Boston Globe NorthWest
Sunday, November 16, 2003

Hangar expansion plan puts airport neighbors on alert

By Davis Bushnell, Globe Correspondent

Liberty Mutual Group's proposal to build a 36,000-square-foot hangar at Bedford's Hanscom Field for its fleet of four Falcon jets is revving up concerns among opponents of corporate jet activity at the airfield.

In other recent developments, meanwhile, Shuttle America, a commercial airline now operating as part of US Airways and which once was the target of area grass-roots groups, has reduced the number of daily round trips between Bedford and Trenton, N.J. Also, Mont Tremblant International Airport in Quebec has announced that, beginning Dec. 15, it will be operating ski-trip charter flights twice a week from Bedford.

Liberty Mutual, a large property and casualty insurer based in Boston, is fine-tuning plans for its new hangar, which will also include office space, spokesman John Cusolito said. The company's current 20,500-square-foot hangar ''is too small for maintaining our four aircraft,'' he said. The insurer has been an airfield tenant for 20 years.

The plans will be presented to a monthly meeting of the Hanscom Field Advisory Commission, Cusolito said, noting that a 10-month construction timetable is contemplated.

The Massachusetts Port Authority, the airport's owner-operator, will have a final say on those plans.

Liberty Mutual certainly has a right to fly out of Hanscom Field, said Sheldon Moll, a member and former chairman of the advisory commission. However, he said the company and others sometimes land their jet aircraft between 11 p.m. and 7 a.m., prompting complaints from residents in the area.

For some time, Moll, who is also a Bedford selectman, has been logging nighttime noise complaints reported to him and Massport. Moll said he fields about four nighttime complaints each week.

Cusolito said Liberty tries to avoid flying between 11 p.m. and 7 a.m. Through Oct. 31 of this year, only 12 flights out of 580 were during those hours, he said.

Jet aircraft noise is always a problem, but a greater concern is the effect it will have over time on landmarks in the region, said Anna Winter, executive director of Save Our Heritage, a Concord-based historic preservation group.

In a written statement Wednesday, Winter zeroed in on Liberty Mutual. ''It is deeply hypocritical,'' she said, ''for a Massachusetts company to sponsor TV ads touting the peace and serenity of Minute Man National Historical Park -- as Liberty Mutual has been doing for almost a year now -- while its jets shatter that serenity every day. The company now plans a new hangar that will undoubtedly provide space for still more jets. This is exactly the kind of development that the National Trust has deplored, and we urge Liberty Mutual to reconsider [its plans].''

In May, at the Save Our Heritage group's urging, the National Trust for Historic Preservation, a Washington nonprofit organization, placed the Minute Man park ''and environs'' on its list of ''America's 11 Most Endangered Historic Places.''

Liberty Mutual has indeed sponsored television commercials boosting Massachusetts tourism, Cusolito said. But there is nothing inconsistent, he asserted, between those commercials and the company's presence at Hanscom Field.

The new hangar would have ''a net zero increase on our flight operations there,'' he said.

Overall at Hanscom, for the first nine months of this year, there were 22,272 jet operations of all types, a 2 percent decrease from the same period in 2002, according to Massport.

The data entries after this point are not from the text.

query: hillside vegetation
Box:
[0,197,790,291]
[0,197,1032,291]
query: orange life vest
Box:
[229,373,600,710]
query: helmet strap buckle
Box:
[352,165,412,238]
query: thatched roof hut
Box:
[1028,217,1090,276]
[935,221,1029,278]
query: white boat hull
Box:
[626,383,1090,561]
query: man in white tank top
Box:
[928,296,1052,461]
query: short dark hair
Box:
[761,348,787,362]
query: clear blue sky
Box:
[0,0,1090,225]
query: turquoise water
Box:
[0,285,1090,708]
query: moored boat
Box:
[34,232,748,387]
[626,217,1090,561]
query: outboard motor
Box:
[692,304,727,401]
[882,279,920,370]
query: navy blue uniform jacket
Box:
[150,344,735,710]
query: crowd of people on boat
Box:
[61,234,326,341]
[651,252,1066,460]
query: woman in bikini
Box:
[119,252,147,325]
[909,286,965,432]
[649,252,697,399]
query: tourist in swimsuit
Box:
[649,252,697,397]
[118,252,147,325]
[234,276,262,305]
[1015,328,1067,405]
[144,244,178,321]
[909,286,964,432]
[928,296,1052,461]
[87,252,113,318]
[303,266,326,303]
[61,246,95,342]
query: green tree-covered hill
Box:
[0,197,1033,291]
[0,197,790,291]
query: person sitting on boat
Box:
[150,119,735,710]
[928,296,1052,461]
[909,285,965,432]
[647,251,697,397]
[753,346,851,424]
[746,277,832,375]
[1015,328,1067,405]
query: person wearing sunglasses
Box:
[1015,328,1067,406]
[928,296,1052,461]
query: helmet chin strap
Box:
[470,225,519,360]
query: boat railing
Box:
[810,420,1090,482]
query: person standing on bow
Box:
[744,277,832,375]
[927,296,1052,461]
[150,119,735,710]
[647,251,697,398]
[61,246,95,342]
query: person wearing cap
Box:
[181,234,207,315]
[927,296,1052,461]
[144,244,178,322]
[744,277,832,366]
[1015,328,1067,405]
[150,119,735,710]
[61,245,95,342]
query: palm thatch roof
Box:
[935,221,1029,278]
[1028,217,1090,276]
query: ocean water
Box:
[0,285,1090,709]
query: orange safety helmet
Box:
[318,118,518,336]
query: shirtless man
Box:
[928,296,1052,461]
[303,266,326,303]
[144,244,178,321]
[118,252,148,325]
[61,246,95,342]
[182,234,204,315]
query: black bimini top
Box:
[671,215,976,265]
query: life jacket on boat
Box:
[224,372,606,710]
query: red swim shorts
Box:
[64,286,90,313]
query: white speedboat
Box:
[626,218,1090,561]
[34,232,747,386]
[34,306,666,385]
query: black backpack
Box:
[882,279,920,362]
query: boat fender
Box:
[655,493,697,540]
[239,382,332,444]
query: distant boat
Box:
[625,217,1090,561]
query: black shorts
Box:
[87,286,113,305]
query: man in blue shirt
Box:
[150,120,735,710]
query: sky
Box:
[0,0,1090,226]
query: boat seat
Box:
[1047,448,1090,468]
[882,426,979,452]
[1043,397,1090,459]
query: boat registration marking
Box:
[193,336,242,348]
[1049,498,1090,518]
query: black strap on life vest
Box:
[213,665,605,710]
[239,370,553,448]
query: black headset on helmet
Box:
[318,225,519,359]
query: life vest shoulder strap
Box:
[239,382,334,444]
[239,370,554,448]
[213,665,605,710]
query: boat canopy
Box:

One of the factors responsible for the decline was poorer weather conditions, said Richard Walsh, a Massport spokesman.

In 2002, there were 30,797 jet operations, compared to 22,839 the previous year.

While jet traffic has been increasing annually at the airfield, Shuttle America's turboprop operations have been decreasing.

The carrier, which does business as US Airways Express, has now cut its daily round trips between Bedford and Trenton from six to four. And that change will be in effect until some time next February, Shuttle America chief executive Scott Durgin said in a recent phone interview.

Apparently looking for some ski resort dollars for Quebec, the Mont Tremblant International Airport said in a Nov. 5 announcement that there will be Thursday and Sunday flights from Hanscom Field, staring Dec. 15. Charter fares, keyed to the peaks and valleys of the ski season, are expected to be announced soon.

This story ran on page NW3 of the Boston Globe on 11/16/2003.